The following table shows the measured total load for 1 and 2 Data Centers, and predicted load for up to 8 Data Centers, showing that for more than 3 Data Centers you need bigger nodes (or bigger clusters). A four CPU Core node instance type would be adequate for 7 Data Centers, and would result in about 80% CPU Utilization.

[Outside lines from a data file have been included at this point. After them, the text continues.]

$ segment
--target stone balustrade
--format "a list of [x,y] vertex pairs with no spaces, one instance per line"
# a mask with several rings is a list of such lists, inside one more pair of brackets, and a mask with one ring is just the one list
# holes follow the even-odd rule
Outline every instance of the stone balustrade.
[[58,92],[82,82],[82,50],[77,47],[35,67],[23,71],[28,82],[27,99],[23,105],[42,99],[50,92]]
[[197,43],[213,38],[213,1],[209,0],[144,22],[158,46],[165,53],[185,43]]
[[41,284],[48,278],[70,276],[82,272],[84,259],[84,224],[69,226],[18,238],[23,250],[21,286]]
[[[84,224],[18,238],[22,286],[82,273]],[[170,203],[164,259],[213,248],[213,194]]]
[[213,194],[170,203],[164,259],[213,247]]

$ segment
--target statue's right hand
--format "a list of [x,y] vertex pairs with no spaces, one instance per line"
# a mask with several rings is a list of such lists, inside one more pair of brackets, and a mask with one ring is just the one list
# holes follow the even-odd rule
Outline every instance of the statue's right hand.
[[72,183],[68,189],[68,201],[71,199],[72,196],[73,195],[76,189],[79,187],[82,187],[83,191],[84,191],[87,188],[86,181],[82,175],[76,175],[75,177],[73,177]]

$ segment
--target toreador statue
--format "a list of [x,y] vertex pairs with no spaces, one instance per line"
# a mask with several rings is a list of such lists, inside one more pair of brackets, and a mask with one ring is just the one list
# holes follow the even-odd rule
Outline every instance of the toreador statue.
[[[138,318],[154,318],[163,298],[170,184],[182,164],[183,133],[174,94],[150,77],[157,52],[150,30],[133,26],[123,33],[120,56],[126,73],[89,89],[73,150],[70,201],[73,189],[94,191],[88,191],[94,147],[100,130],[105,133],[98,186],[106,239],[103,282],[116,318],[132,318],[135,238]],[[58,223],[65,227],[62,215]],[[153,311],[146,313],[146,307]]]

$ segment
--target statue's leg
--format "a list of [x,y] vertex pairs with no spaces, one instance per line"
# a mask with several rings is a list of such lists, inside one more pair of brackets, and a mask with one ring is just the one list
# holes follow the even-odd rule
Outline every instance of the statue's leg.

Number of Data Centres | Local Read Load | Local Write Load | Remote Write Load | Total Write Load | Total Load |
1 | 20 | 20 | 0 | 20 | 40 |
2 | 20 | 20 | 20 | 40 | 60 |
3 | 20 | 20 | 40 | 60 | 80 |
4 | 20 | 20 | 60 | 80 | 100 |
5 | 20 | 20 | 80 | 100 | 120 |
6 | 20 | 20 | 100 | 120 | 140 |
7 | 20 | 20 | 120 | 140 | 160 |
8 | 20 | 20 | 140 | 160 | 180 |
Costs
The total cost to run the prototype includes the Instaclustr Managed Cassandra nodes (3 nodes per Data Center x 2 Data Centers = 6 nodes), the two AWS EC2 Broker instances, and the data transfer between regions (AWS only charges for data out of a region, not in, but the prices vary depending on the source region). For example, data transfer out of North Virginia is 2 cents/GB, but Sydney is more expensive at 9.8 cents/GB. I computed the total monthly operating cost to be $361 for this configuration, broken down into $337/month (93%) for Cassandra and EC2 instances, and $24/month (7%) for data transfer, to process around 500 million stock trades. Note that this is only a small prototype configuration, but can easily be scaled for higher throughputs (with incrementally and proportionally increasing costs).
Conclusions
In this blog we built and experimented with a prototype of the globally distributed stock broker application, focussing on testing the multi-DC Cassandra part of the system which enabled us to significantly reduce the impact of planetary scale latencies (from seconds to low milliseconds) and ensure greater redundancy (across multiple AWS regions), for the real-time stock trading function. Some parts of the application remain as stubs, and in future blogs I aim to replace them with suitable functionality (e.g. streaming, analytics) and non-functionality (e.g. failover) from a selection of Kafka, Elasticsearch and maybe even Redis!